Every day, the team at Direct Relief monitors, assesses and, if necessary, responds to natural disasters and other emergencies – across the US and globally.
Sometimes it’s only a matter of looking out the window.
On the afternoon of Wednesday, June 15th, 2016, a wildfire broke out about 10 miles from Direct Relief’s warehouse headquarters in Santa Barbara County. As of Friday evening, it has spread to more than 5,866 acres and is 20 percent contained. Mandatory evacuations are in place in several areas of the County. Full containment is estimated to occur next Wednesday.
Direct Relief’s Response
As is typical in these situations, Direct Relief’s emergency response team has been in frequent communications with the broad network of local responders – in this case, the County of Santa Barbara Public Health Department, the County Office of Emergency Services, the Central California Chapter of the American Red Cross, members of the local VOAD (Voluntary Organizations Active in Disasters), and other community groups.
At this point, the obvious priority is combatting the fire – a dangerous endeavor for which Santa Barbara’s firefighters are renowned as being among the most experienced and skilled in the world. The threats to human health on which Direct Relief focuses include the health needs of evacuees as well as the effects of smoke and fine particulate matter in the air, which can pose severe complications for people with existing respiratory conditions.

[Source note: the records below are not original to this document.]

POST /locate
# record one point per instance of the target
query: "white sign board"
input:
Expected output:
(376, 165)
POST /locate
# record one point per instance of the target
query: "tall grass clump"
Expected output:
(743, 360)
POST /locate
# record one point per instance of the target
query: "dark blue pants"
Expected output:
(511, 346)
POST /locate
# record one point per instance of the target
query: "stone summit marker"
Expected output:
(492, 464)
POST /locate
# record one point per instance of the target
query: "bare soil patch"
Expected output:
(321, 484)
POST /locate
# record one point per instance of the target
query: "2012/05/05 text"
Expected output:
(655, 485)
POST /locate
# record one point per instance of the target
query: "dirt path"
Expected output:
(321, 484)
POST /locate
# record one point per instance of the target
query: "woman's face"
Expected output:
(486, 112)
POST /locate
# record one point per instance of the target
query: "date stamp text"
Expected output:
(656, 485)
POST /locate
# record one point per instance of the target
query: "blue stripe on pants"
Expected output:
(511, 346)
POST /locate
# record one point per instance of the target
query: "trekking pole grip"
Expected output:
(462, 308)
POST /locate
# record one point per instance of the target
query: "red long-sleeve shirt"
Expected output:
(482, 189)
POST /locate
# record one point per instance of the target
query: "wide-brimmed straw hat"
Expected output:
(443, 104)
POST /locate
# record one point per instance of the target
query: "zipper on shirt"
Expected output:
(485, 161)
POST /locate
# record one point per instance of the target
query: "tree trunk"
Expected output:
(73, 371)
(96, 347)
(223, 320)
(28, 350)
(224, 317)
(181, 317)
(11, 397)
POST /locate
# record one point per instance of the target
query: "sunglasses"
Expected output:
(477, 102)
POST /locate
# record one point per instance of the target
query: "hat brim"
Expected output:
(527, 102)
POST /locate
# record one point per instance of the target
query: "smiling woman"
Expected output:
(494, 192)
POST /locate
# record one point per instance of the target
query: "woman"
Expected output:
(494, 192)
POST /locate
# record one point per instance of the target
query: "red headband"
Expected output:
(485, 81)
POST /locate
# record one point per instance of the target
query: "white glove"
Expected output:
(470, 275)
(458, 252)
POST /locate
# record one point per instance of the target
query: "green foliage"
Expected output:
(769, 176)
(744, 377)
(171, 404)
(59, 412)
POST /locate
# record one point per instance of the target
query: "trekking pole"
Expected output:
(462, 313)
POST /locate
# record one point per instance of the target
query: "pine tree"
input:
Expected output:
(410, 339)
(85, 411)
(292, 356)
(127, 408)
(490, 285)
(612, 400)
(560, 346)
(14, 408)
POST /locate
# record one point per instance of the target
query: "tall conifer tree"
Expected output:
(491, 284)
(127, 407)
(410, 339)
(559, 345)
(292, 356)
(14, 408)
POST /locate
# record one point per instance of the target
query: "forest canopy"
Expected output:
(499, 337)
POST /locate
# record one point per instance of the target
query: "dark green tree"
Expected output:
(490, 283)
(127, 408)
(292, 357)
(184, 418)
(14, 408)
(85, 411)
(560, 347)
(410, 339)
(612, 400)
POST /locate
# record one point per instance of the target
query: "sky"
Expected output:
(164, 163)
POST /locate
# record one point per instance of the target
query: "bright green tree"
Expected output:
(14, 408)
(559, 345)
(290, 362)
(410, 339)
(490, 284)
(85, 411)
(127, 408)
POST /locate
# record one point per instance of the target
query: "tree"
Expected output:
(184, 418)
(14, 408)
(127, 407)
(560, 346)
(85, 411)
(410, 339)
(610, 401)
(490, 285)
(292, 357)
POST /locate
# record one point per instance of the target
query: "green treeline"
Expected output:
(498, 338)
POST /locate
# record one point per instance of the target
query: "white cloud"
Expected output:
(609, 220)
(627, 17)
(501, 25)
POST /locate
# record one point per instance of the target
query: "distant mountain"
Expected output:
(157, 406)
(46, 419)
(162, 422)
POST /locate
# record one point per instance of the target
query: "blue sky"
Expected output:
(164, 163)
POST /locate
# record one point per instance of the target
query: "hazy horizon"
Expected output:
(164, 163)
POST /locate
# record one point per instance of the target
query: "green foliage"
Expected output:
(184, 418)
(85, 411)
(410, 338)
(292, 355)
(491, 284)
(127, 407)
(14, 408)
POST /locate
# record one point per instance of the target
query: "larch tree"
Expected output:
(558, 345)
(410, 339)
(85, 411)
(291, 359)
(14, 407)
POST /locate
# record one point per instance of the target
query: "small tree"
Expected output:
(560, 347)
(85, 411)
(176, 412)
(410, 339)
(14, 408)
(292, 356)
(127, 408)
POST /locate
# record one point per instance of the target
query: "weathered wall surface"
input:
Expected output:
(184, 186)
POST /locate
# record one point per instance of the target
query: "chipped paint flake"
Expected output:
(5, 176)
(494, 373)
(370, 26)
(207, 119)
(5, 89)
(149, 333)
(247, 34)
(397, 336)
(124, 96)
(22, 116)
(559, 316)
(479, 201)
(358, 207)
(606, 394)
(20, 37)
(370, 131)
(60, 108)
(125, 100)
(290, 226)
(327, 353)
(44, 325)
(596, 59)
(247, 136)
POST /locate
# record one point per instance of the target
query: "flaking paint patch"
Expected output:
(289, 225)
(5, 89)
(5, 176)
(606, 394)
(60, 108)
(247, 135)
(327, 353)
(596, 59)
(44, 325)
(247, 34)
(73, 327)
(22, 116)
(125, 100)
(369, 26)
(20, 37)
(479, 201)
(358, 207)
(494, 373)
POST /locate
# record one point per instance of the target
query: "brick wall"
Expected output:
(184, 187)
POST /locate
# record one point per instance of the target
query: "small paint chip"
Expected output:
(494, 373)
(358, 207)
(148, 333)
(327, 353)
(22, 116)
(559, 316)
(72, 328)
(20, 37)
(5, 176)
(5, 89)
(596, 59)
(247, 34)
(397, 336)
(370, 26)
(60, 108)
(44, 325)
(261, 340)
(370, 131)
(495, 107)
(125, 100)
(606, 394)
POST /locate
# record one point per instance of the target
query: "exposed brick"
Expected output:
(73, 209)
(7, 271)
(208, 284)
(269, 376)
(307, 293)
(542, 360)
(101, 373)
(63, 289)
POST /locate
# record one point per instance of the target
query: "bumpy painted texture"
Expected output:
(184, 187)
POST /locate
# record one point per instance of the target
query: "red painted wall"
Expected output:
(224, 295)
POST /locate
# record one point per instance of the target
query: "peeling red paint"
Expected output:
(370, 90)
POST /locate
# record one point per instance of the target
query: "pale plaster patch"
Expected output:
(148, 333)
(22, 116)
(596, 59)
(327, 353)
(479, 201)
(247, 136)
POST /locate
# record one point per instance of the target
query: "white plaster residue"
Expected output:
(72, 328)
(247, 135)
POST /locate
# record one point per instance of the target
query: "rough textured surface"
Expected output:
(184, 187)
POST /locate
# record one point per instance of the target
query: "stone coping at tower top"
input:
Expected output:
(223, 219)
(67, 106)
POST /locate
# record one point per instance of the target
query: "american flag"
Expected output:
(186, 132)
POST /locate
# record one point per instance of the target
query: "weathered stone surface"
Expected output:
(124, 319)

Direct Relief maintains an inventory of fire-related items – N-95 particulate masks, inhalers, nebulizers, and personal care items – for wildfire events, and they are available should the County responders request this aid for their work or support of the community.
All Direct Relief staff are safe, and the organization’s daily work to support healthcare provider partners and ongoing response to disasters (including the flooding in Texas, where 10,000 people have lost their homes), is continuing without pause.
Direct Relief will continue to monitor the situation closely and stand ready to mobilize resources as needed upon direction from the County Emergency Operations Center.